The hats covered the counter. Next to them was the price gun. Countless price tags were scattered about the counter like puzzle pieces.

I stared at the tags, grabbed a pen, counted the hats and started scribbling the price on the tags. I stuck the hole of the tags through the needle on the price gun, then the needle through the tags on the inside of the hats. I pulled the trigger on the gun and out came the price tag affixed to the hat by way of a thin plastic string. A genius invention for something with such a trivial, singular purpose.

Maybe if I get done quickly I’ll have some time to myself, I thought as Rob sat behind the counter flipping through a catalog. I knew what he was doing, looking to buy new merchandise. That was what retail entailed. You sold and then bought more to sell more. An endless, infuriating cycle. I wondered if I’d made a bad decision coming back to this. Then I stopped wondering because, after all, I was a few months from turning twenty, and at that age you simply don’t know what you’re getting into.           

When I was down to the last of the hats my uncle put the catalog away.

“Remember how to use the register?”

“I think so.”

He looked at me, unconvinced. “I want to watch you work the next sale.”

I put the remaining hats on the shelves, glanced outside.

“Bet it feels strange to be back.”

I shrugged. “Not really. Thanks for letting me come back.”

“Sure.”

A few minutes went by. Then Johnny Rotten walked in. He looked at us.

“Hi-ya mates.”

“Hey Johnny,” my uncle said.

Johnny made his way toward the back of the shop. He stopped in front of the plaid button-downs, grabbed one off the rack and walked to the full-length mirror to hold the shirt over the one he was wearing. He was wearing a plaid button-down and plaid shorts to match. His legs were as white as the moon. Black socks halfway up his calves accentuated the whiteness. He was a regular at the shop. I saw him the past two summers every couple of weeks.

I only knew who he was because of a skateboard video that he’d starred in as the host, introducing each skater before their parts began. He looked the same now as in the video, shaved bleached blond hair with a black streak on one side. If I hadn’t known he’d been the lead singer of a now-defunct punk band I would’ve thought he was just another Venice eccentric.

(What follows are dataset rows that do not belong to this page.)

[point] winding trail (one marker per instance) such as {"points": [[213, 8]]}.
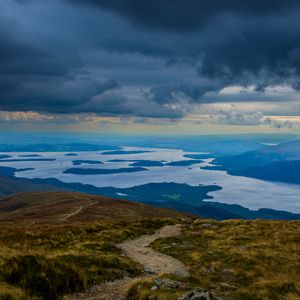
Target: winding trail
{"points": [[153, 262], [77, 211]]}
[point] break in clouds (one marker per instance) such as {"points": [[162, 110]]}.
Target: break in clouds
{"points": [[149, 59]]}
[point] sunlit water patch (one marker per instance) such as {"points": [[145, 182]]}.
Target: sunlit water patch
{"points": [[248, 192]]}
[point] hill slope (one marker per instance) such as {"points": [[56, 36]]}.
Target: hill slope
{"points": [[55, 207]]}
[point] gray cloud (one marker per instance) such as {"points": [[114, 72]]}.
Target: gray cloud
{"points": [[137, 58]]}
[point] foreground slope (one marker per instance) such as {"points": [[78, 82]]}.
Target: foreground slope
{"points": [[231, 260], [55, 244], [68, 207]]}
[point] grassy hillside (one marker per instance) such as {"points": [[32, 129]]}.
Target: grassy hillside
{"points": [[53, 244], [236, 260], [71, 207]]}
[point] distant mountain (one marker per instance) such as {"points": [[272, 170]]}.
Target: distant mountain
{"points": [[175, 196], [282, 171], [274, 163], [266, 155]]}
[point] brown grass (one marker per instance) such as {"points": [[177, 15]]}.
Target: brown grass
{"points": [[255, 260]]}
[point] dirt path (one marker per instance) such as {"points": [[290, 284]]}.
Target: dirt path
{"points": [[153, 262], [77, 211]]}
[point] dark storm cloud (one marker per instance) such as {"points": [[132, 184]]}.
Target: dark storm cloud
{"points": [[130, 57], [188, 15]]}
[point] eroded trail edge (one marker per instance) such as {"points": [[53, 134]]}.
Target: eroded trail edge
{"points": [[153, 262]]}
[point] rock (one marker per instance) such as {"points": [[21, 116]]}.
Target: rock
{"points": [[150, 271], [182, 273], [198, 221], [197, 294], [169, 284], [206, 225]]}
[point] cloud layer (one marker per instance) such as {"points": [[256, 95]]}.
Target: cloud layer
{"points": [[155, 59]]}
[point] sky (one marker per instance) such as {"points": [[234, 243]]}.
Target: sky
{"points": [[134, 66]]}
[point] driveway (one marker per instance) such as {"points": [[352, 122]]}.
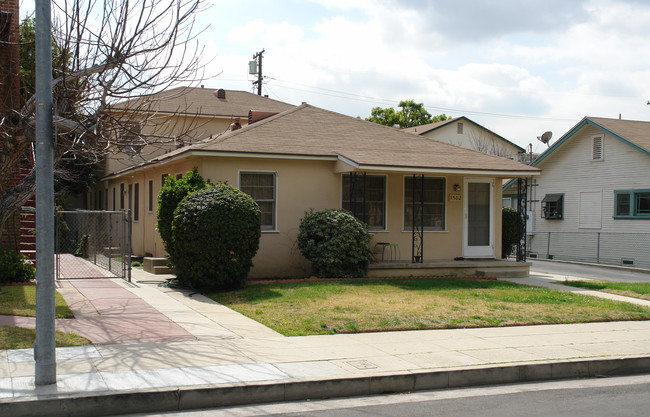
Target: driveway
{"points": [[596, 272]]}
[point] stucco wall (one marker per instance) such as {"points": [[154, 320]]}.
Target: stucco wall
{"points": [[302, 185]]}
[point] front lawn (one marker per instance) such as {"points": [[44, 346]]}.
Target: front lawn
{"points": [[20, 300], [20, 338], [351, 306], [627, 289]]}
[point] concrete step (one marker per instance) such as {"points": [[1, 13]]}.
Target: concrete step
{"points": [[149, 264], [503, 273], [162, 269]]}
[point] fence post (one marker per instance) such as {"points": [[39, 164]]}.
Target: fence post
{"points": [[127, 257]]}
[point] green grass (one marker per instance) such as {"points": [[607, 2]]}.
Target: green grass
{"points": [[20, 300], [352, 306], [20, 338], [628, 289]]}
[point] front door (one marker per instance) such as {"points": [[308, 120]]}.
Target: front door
{"points": [[478, 218]]}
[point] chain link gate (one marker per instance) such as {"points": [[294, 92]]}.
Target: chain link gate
{"points": [[93, 244]]}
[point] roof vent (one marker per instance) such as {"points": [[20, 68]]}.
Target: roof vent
{"points": [[257, 115]]}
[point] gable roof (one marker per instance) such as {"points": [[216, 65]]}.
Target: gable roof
{"points": [[633, 133], [313, 133], [203, 101], [424, 129]]}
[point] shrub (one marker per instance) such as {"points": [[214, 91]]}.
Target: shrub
{"points": [[509, 235], [336, 243], [172, 193], [216, 233], [15, 267]]}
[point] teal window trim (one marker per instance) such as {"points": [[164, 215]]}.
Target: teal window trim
{"points": [[634, 204], [553, 206]]}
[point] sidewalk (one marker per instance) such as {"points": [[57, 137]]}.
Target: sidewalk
{"points": [[224, 358]]}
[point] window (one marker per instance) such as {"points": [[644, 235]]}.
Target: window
{"points": [[130, 196], [369, 197], [552, 206], [136, 201], [150, 205], [434, 203], [597, 148], [632, 204], [261, 186]]}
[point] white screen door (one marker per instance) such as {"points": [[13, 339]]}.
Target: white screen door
{"points": [[478, 218]]}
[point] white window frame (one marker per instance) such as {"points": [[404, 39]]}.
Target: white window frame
{"points": [[373, 229], [274, 227], [444, 202], [602, 148]]}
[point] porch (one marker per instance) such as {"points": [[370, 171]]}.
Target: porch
{"points": [[466, 267]]}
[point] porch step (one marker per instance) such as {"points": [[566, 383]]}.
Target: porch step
{"points": [[503, 273]]}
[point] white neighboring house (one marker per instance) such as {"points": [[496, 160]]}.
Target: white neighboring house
{"points": [[464, 132], [592, 200]]}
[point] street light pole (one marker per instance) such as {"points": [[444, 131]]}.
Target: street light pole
{"points": [[45, 344]]}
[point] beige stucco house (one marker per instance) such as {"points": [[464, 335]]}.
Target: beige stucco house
{"points": [[464, 132], [309, 158]]}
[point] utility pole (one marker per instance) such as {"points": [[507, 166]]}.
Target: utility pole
{"points": [[45, 344], [258, 57]]}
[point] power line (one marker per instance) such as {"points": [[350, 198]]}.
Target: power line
{"points": [[377, 100]]}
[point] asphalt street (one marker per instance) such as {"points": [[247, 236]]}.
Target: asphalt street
{"points": [[587, 271]]}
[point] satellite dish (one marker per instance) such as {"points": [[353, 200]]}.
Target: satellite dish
{"points": [[545, 138]]}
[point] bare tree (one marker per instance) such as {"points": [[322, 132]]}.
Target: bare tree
{"points": [[104, 52]]}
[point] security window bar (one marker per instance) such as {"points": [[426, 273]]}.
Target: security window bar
{"points": [[261, 187], [365, 196], [522, 209], [632, 204], [150, 196], [136, 201], [433, 203], [553, 206]]}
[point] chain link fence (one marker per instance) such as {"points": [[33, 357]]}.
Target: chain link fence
{"points": [[93, 244], [609, 248]]}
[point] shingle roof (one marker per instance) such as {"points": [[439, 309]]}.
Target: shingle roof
{"points": [[203, 101], [310, 131], [422, 129]]}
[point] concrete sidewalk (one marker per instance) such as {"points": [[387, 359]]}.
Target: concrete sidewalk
{"points": [[231, 359]]}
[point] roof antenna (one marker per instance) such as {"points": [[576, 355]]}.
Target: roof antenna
{"points": [[545, 138], [255, 67]]}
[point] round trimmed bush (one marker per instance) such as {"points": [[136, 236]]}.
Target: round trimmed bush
{"points": [[336, 243], [172, 192], [216, 234], [15, 267]]}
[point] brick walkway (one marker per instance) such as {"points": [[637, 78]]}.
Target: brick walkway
{"points": [[122, 317]]}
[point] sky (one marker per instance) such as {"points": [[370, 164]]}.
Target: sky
{"points": [[519, 68]]}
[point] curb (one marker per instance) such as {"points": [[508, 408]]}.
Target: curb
{"points": [[187, 398]]}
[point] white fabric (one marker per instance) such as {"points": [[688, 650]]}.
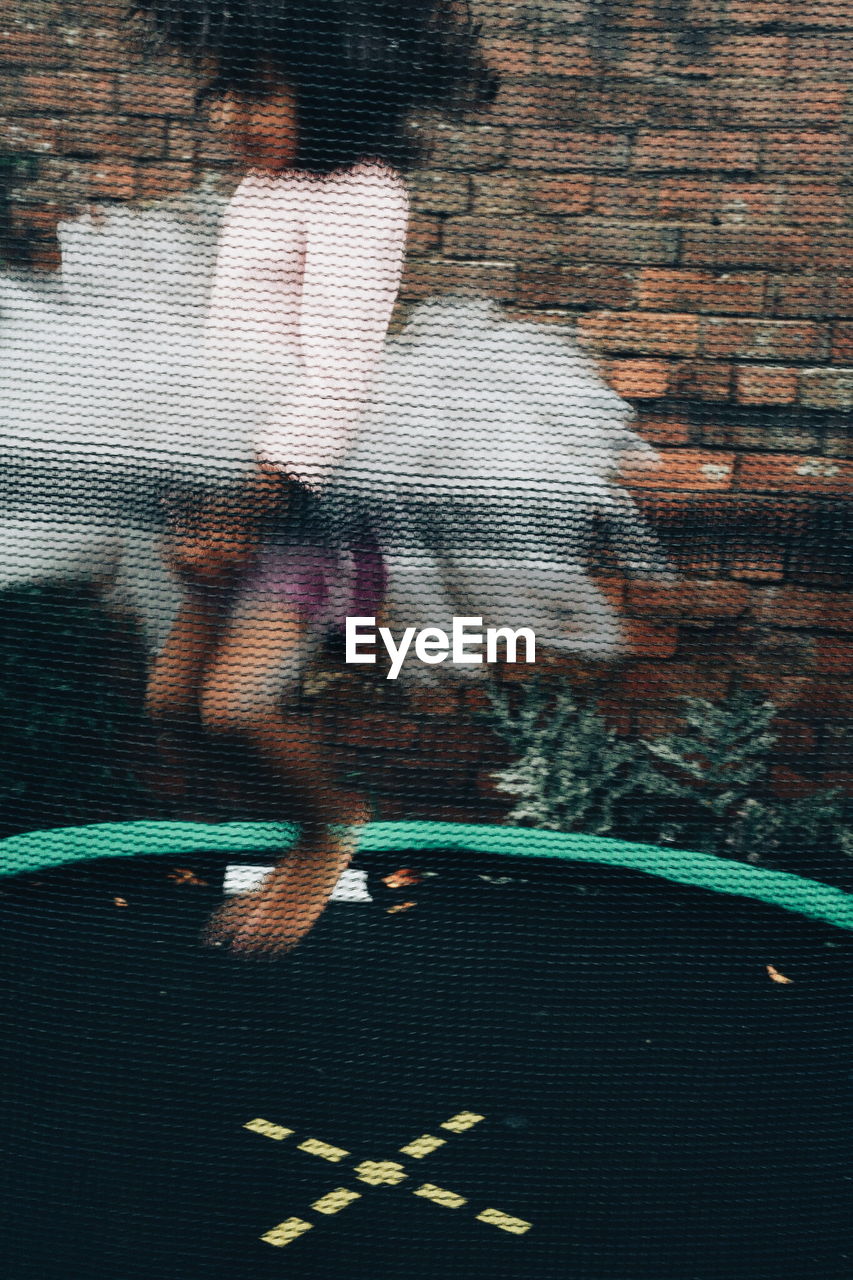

Johnny walked up to the counter with two plaid button-downs.

“Want to try them on?” my uncle asked.

He made a face. “Nah. I know my size.”

I found the price tags and punched away at the register. I mumbled the total and Johnny handed me a credit card. I swiped it, asked if it was debit or credit, then if he wanted a receipt.

“Nah,” he said. “What’s the use?”

I put the merchant copy in the register, closed it and bagged the shirts. 

“Cheers,” Johnny said.

When he was out the door my uncle said, “Well, I think you remember how it works. Now let’s see if you remember how to close up at the end of the day.”

He showed me the buttons to press on the register and credit card machine, then told me to call him if I had any questions. After that he left. I didn’t have any questions. I closed the shop at six, grabbed my skateboard and cruised down to the park in the failing light. It felt good to be out, no matter the hour. The temperature was agreeable and waves crashed against the shore. It felt good to be out, no matter the hour. It felt good to be back in Venice.